Golden Valley Cnty. v. Miller

Decision Date23 July 1928
Docket NumberNo. 5529.,5529.
Citation220 N.W. 839,57 N.D. 101
PartiesGOLDEN VALLEY COUNTY v. MILLER.
CourtNorth Dakota Supreme Court
OPINION TEXT STARTS HERE
Syllabus by the Court.

The law governing the issuance of tax deeds must be construed strictly.

A purported notice of the time of the expiration of the period of redemption, which does not bear the signature of the county auditor, is of no effect.

Though a tax deed is, under the statute, “prima facie evidence of the regularity of all the proceedings from the assessment and valuation of the land by the assessor up to the execution of the deed,” yet if the evidence shows no proper notice of the time of the expiration of the period of redemption was issued or served, this “prima facie evidence” will not support the tax deed issued.
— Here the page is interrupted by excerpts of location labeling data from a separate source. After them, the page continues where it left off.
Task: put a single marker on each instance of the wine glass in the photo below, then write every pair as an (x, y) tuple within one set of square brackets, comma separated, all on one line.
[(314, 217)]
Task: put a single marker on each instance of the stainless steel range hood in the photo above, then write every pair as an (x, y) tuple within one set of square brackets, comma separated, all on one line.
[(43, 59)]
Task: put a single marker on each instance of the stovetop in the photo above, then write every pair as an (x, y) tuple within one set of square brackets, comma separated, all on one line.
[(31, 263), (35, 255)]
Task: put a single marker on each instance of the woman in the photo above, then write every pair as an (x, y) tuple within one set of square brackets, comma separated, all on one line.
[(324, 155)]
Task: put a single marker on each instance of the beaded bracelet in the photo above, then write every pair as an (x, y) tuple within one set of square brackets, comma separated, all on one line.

Appeal from District Court, Golden Valley County; H. L. Berry, Judge.

Action by Golden Valley County against J. A. Miller. Judgment for plaintiff, and defendant appeals. Modified, and, as modified, affirmed.J. A. Miller, of Beach, and Crawford, Cain & Burnett, of Dickinson, for appellant.
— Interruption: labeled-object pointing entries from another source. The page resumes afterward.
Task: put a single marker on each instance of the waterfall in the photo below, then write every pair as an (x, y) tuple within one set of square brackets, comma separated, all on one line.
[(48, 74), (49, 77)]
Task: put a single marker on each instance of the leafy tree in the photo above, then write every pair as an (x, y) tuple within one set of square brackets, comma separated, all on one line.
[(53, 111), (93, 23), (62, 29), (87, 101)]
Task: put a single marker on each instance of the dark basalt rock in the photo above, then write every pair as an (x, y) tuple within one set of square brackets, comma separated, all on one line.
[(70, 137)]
Keohane & Oppegard and H. L. Halliday, all of Beach, for respondent.

BURR, J.

The plaintiff seeks to quiet title to lot 6, block 3, of the original townsite of Beach, and in the complaint alleges that it is the owner in fee of the said property and that the defendant, Miller, claims an interest therein.

The defendant, Miller, says that at one time he was the owner of the property involved; that the plaintiff claims to be the owner on account of a tax deed issued by the auditor of Golden Valley county; that the tax deed is void in that the assessments and taxes levied upon the property, the basis for the tax deed, were in excess of the amount permitted to be levied, and that before the issuance of the tax deed he received no notice of expiration of the time of redemption.
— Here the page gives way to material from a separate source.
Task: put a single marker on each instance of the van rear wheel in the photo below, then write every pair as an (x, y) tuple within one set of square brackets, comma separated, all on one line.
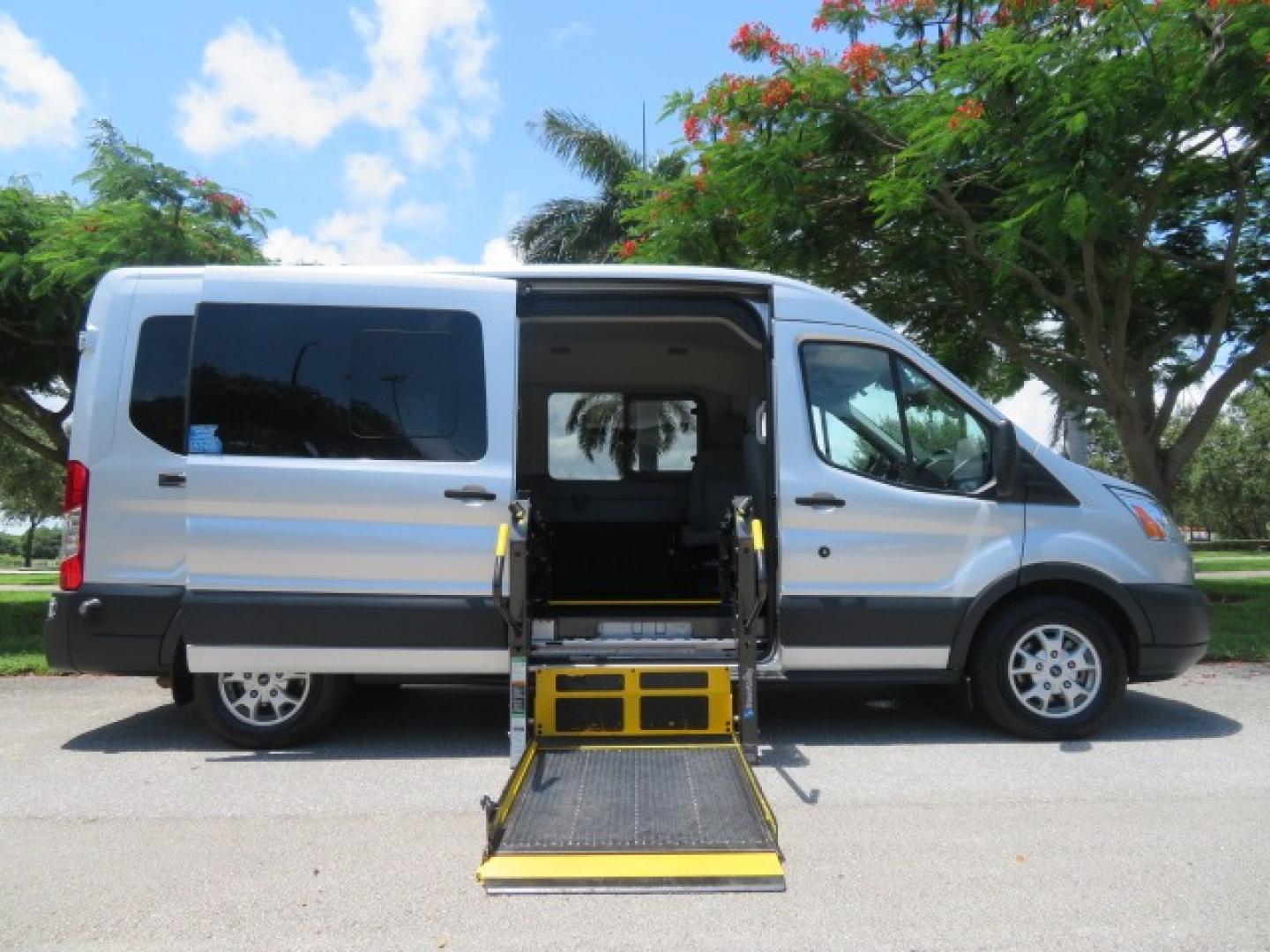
[(270, 709), (1050, 668)]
There is practically no dispute in the evidence. The defendant was the owner of the real estate in the year 1918, and in that year taxes were levied amounting to $78.42. The taxes for subsequent years are as follows: Taxes for 1919 in the sum of $99.48; taxes for 1920 in the sum of $94.65; taxes for 1921 in the sum of $125.24; taxes for 1922 in the sum of $122.55; taxes for 1923 in the sum of $84.41; taxes for 1924 in the sum of $80; taxes for 1925 in the sum of $82.14; taxes for 1926 in the sum of $84.64-in all, $851.53, without interest. The premises were sold for the 1918 taxes, and on the 9th day of December, 1919, a tax certificate was issued to the county, and the county is still the owner of this tax certificate. On February 2, 1926, the county proceeded to perfect title, and purported notice of expiration of the period of redemption was served upon the defendant. The only signature to this notice is a line for a name with the words “County Auditor” thereunder. Thereafter the tax deed was issued. Defendant admits he received this notice, but ignored it, having come to the conclusion that it had no legal effect. He admits he has paid none of the taxes for the years 1918 to 1926, inclusive.

The contention of the defendant is that the assessment for 1918 was in excess of that allowed by law in that the state levy was 4 3/10 mills. There is nothing in the evidence to show that this levy was illegal. It is true the state levy is limited to 4 mills for state purposes (section 174 of the Constitution), but there is nothing to indicate that the excess is not for interest on state debts permitted by the same section. The defendant made no attempt to show what the “excess rate” was for. We do not assume illegal action on the part of officials.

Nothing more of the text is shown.